そして周りに配備されていた他の武装警察も現れて、ジュリアたち覆面集団を取り囲んだ。
「動くな。そのまま銃を捨てろ」
銃を構えた警官が、360度、一斉に並んで狙いをつけて迫ってくる。
「うわー特殊警官だ」
慌てるモリオたち。後づさりして中央にかたまる。
「包囲した。逃げられないぞ。銃を捨てろ」
警察隊が銃を示したまま範囲を縮めて、にじり寄ると、ミチル、やけになり
「近寄るんじゃね、・・・畜生」
銃を一発、警官に撃つ。
その銃弾は一番中央にいた命令している警官に当たり、のけ反り倒れるが、警官たちは防弾チョッキを来ているので、全く何ともない。
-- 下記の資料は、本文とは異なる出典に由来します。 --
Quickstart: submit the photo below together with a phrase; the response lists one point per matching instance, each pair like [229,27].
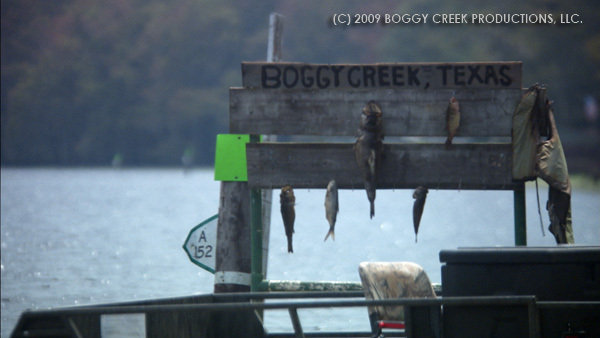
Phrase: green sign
[230,157]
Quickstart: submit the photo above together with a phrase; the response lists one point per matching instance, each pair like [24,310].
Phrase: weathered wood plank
[337,112]
[405,166]
[460,75]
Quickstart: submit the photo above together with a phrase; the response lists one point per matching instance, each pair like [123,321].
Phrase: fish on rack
[420,194]
[288,200]
[331,208]
[452,120]
[368,148]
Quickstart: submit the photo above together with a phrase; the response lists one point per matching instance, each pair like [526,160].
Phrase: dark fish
[368,148]
[331,208]
[452,120]
[419,195]
[288,214]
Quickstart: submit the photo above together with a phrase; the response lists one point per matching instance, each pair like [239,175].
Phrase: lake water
[89,236]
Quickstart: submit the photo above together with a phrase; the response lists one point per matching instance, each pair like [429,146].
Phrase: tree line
[84,81]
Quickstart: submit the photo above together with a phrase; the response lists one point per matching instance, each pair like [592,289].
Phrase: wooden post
[261,201]
[232,266]
[245,216]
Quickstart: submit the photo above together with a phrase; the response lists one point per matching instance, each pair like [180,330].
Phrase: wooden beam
[484,113]
[405,166]
[458,75]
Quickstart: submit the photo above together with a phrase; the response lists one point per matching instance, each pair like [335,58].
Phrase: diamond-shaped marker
[201,244]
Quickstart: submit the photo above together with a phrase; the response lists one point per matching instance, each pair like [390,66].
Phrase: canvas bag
[532,119]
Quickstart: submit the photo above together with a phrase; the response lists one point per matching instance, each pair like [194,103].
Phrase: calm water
[88,236]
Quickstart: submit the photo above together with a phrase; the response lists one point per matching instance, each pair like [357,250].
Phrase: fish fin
[330,233]
[448,142]
[371,161]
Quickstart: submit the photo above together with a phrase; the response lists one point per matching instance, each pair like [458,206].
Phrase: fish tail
[330,233]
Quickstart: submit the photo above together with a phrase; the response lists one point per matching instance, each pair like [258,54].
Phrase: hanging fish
[368,149]
[331,208]
[287,200]
[419,195]
[452,120]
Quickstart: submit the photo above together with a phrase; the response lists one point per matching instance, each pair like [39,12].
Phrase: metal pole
[256,232]
[520,220]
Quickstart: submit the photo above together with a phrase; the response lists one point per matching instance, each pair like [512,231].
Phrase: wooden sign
[488,75]
[405,166]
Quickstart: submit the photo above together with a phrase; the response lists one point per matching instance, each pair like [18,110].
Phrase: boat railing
[162,318]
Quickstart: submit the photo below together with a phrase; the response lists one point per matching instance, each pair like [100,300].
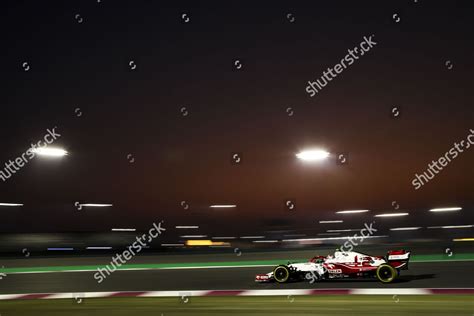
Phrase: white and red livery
[342,264]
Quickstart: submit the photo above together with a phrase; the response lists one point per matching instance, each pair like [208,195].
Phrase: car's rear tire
[386,273]
[281,274]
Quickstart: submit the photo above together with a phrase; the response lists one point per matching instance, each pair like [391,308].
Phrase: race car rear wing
[398,259]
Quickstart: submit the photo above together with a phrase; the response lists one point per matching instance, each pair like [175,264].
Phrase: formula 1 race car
[342,264]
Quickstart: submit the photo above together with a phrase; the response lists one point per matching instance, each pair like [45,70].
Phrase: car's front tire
[281,274]
[386,273]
攻撃開始で投降なしと判断されて、すぐさま警官の反撃が始まる。
「撃て」
と命令が下され、一斉攻撃を喰らう覆面の集団。
警官に連続射撃されて、硝煙立ち込めるなか、覆面の集団は床に崩れ落ちる。
全員、倒れたので警官たちは射撃をやめて、逮捕のため近寄る。
すぐに生存確認をするが、ミチルやモリオたち覆面の集団は、全員、数発の弾を撃ちこまれており死亡が確認された。そして覆面たちの中央にいたジュリアにも弾が当たってしまっており、巻き添えをくったジュリアも息を引き取っていた。
警官隊は無線で話す。
「犯人グループ4人組。説得を聞かず発砲のため、防衛処置ため4人射殺。同行していた人質、一人死亡」
マンション内にすさまじい銃声がしたので、エレナ、部屋から出て下をうかがう。下で起きていることが収まっているようなので、エレベーターで降りる。
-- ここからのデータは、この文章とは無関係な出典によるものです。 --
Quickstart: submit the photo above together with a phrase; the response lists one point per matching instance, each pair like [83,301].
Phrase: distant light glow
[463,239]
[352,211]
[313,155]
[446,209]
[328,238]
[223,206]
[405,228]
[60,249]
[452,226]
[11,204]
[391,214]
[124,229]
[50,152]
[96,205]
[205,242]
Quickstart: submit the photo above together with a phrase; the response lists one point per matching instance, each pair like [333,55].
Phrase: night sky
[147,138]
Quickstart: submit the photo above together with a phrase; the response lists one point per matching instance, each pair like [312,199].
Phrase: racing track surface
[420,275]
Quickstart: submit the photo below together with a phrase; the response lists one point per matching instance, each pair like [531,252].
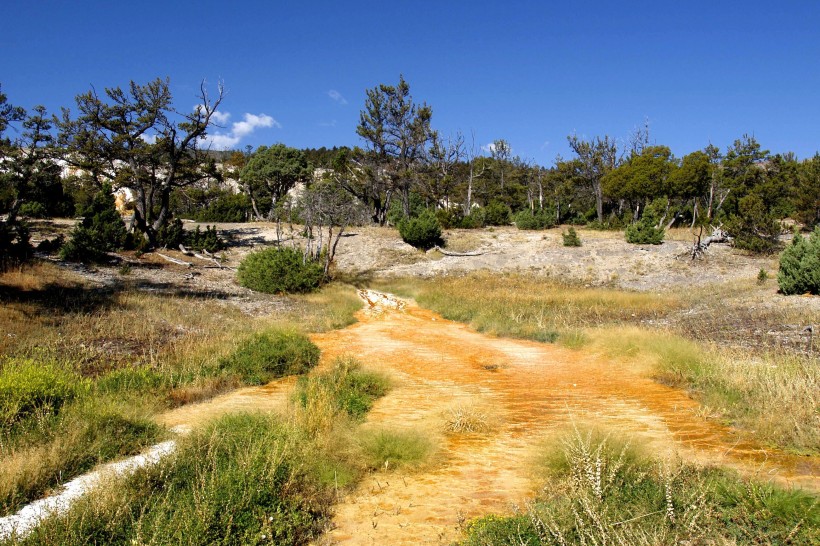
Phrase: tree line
[136,138]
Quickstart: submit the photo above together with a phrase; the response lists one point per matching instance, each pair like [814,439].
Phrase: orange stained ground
[529,390]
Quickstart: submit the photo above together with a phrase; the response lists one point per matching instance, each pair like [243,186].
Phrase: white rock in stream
[21,523]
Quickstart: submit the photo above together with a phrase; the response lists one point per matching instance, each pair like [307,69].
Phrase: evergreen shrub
[422,231]
[280,270]
[800,266]
[539,219]
[571,237]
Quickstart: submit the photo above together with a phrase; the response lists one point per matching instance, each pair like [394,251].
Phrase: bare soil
[528,391]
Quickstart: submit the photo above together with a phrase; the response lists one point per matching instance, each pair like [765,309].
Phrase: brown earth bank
[528,392]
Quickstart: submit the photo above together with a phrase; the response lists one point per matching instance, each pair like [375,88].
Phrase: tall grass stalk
[602,491]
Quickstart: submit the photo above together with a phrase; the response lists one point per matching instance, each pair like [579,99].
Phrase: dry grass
[602,491]
[771,396]
[705,347]
[529,306]
[466,419]
[148,351]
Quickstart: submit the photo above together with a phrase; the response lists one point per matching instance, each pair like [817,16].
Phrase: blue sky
[527,72]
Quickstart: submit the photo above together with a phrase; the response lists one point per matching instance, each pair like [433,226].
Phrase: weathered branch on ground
[174,260]
[458,254]
[699,247]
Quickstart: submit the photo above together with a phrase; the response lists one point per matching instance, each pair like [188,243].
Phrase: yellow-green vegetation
[772,396]
[241,480]
[85,368]
[247,479]
[330,308]
[344,390]
[385,449]
[602,491]
[528,306]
1階につき、エントランスの方へ行こうとするが警官に止められる。
「すみません。今、現場検証中です。部屋に戻ってください」
その止めている警官たちの隙間から、エントランスで人が倒れているのが目に入った。
「誰?」
エレナ、警官に止められるが、
「駄目だよ。中に入らないで」
しかしそれを振り切ってエントランスの中央に走る。そこで銃弾で撃たれ血を流して死んでいるジュリアを見つける。
「ジュリア・・・」
エレナ、ジュリアに縋りつき、揺するが動かないジュリア。
目を開き、死んでいるジュリア。
ジュリアをみつめ、泣き出すエレナ。
「ジュリア、ジュリア。ダメ、死んじゃダメ。ジュリア」
ジュリアにしがみつき泣きじゃくるエレナ。